INDIANAPOLIS -
While Indianapolis' smoking ban is being fought over in the courts, several bars are hoping to stop the ban from being enforced.
Mark Small is the attorney for ten Indianapolis bar owners. He says the bars have filed for a preliminary injunction to stop the enforcement of the ban while the case is being litigated in the federal district court in Indianapolis.
The bar owners say they've seen a 60-percent drop in business since the ban went into effect June 1st. They've had to lay off staff or cut hours. Small says revenue brought in from pool tables, juke boxes, and dart boards is also down.
If the preliminary injunction is granted, it would prevent the city from enforcing the ban until the district court can consider the merits of the lawsuit.
Small says his clients run "small, neighborhood taverns" that they've poured their life savings into, and that they're concerned the smoking ban is putting them out of business.

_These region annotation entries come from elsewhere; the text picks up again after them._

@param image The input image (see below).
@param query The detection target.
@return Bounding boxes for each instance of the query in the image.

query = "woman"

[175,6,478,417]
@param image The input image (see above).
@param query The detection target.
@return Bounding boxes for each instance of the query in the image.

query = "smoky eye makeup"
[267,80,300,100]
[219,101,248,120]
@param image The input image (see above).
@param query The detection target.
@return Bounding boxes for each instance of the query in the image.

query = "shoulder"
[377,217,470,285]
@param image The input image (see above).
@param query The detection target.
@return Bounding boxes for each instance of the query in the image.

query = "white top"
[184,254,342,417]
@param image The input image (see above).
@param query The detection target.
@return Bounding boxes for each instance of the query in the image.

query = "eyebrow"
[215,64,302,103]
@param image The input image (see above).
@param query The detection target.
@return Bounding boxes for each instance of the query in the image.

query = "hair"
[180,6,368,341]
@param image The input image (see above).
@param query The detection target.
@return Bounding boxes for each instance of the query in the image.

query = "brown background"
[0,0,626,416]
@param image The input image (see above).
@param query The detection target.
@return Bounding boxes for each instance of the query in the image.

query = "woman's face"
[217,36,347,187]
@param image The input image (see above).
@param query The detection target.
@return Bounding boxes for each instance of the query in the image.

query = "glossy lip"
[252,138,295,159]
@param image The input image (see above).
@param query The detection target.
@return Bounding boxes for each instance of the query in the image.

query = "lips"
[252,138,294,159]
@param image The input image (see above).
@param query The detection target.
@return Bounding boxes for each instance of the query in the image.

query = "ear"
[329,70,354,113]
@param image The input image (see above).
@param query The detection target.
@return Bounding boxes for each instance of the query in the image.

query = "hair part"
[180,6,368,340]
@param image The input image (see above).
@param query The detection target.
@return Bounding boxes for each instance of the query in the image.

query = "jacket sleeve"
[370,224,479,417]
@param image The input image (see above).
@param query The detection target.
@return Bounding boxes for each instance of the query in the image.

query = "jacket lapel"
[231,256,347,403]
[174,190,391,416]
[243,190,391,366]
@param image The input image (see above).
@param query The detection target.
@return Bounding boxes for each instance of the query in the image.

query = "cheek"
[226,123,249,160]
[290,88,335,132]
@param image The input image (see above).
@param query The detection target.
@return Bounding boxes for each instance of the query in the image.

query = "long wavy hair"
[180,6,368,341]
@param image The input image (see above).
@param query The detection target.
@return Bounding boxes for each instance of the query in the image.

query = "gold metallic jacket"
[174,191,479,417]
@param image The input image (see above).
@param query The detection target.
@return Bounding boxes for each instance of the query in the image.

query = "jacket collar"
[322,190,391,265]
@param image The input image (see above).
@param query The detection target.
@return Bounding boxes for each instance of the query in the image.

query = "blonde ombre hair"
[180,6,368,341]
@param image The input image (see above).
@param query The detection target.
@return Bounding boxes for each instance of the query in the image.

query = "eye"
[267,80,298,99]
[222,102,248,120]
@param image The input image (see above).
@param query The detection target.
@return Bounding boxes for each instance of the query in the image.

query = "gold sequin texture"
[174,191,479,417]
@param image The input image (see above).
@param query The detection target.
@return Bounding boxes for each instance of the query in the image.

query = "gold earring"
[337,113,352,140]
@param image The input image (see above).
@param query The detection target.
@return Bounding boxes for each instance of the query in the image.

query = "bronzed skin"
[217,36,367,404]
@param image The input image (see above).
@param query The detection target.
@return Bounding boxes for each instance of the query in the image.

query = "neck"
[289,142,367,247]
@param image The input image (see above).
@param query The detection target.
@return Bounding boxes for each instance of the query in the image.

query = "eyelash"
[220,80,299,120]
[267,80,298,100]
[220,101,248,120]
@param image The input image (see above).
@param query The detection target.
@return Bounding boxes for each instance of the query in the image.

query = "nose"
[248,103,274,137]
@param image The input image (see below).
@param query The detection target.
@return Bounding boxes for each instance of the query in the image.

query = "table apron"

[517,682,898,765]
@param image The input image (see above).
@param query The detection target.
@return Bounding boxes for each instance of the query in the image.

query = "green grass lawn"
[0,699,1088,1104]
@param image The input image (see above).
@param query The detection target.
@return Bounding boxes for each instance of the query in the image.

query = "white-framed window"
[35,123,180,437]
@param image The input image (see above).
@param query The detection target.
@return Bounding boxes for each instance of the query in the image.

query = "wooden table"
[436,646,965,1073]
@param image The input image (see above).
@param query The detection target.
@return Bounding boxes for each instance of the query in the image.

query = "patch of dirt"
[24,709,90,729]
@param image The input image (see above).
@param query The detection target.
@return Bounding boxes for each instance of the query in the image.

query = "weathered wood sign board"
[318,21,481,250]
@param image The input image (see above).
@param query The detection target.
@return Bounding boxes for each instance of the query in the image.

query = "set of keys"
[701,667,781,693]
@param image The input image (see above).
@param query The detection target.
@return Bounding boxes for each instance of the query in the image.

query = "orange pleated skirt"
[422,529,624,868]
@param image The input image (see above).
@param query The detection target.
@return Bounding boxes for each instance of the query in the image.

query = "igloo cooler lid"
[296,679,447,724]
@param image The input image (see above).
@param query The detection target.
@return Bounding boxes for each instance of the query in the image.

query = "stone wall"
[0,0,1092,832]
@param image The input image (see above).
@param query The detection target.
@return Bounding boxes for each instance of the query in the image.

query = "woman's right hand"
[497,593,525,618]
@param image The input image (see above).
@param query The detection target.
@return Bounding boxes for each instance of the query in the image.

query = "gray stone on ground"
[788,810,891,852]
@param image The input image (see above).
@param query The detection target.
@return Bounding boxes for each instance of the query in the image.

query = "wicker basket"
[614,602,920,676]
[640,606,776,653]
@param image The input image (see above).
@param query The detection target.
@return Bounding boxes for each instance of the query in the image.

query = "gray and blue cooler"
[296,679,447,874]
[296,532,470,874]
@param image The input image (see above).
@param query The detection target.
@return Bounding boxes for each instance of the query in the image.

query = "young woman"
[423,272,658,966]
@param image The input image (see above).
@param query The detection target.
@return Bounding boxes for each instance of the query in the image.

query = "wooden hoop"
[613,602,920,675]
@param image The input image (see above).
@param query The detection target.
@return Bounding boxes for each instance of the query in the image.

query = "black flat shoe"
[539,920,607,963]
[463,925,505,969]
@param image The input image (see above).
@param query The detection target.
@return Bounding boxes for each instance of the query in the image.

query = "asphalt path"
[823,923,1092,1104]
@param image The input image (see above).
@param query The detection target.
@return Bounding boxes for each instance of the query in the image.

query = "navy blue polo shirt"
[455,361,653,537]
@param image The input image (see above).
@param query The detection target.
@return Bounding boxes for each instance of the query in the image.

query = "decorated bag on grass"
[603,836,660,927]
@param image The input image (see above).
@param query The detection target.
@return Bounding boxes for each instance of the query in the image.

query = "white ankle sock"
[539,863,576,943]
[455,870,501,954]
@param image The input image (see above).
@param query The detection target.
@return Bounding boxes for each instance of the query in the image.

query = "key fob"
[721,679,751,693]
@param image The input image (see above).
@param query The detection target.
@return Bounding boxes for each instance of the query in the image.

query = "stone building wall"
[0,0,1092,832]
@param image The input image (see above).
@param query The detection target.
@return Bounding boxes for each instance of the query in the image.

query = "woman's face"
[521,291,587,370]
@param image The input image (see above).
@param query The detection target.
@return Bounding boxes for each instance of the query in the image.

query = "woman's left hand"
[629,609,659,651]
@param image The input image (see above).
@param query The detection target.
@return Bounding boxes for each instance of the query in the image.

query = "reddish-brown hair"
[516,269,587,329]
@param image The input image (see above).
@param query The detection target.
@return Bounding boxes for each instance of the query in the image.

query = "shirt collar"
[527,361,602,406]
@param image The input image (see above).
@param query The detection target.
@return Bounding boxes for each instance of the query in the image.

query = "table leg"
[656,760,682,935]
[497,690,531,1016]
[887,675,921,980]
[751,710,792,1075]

The bar owners' filing also attacks the studies cited by the city to justify the ban. Those studies found that secondhand smoke is dangerous to bar employees. Small calls it "junk science" and criticizes the studies as flawed, although secondhand smoke has been classified as a cancer-causing agent by the US Environmental Protection Agency (EPA), the US National Toxicology Program, and the International Agency for Research on Cancer (IARC), a branch of the World Health Organization.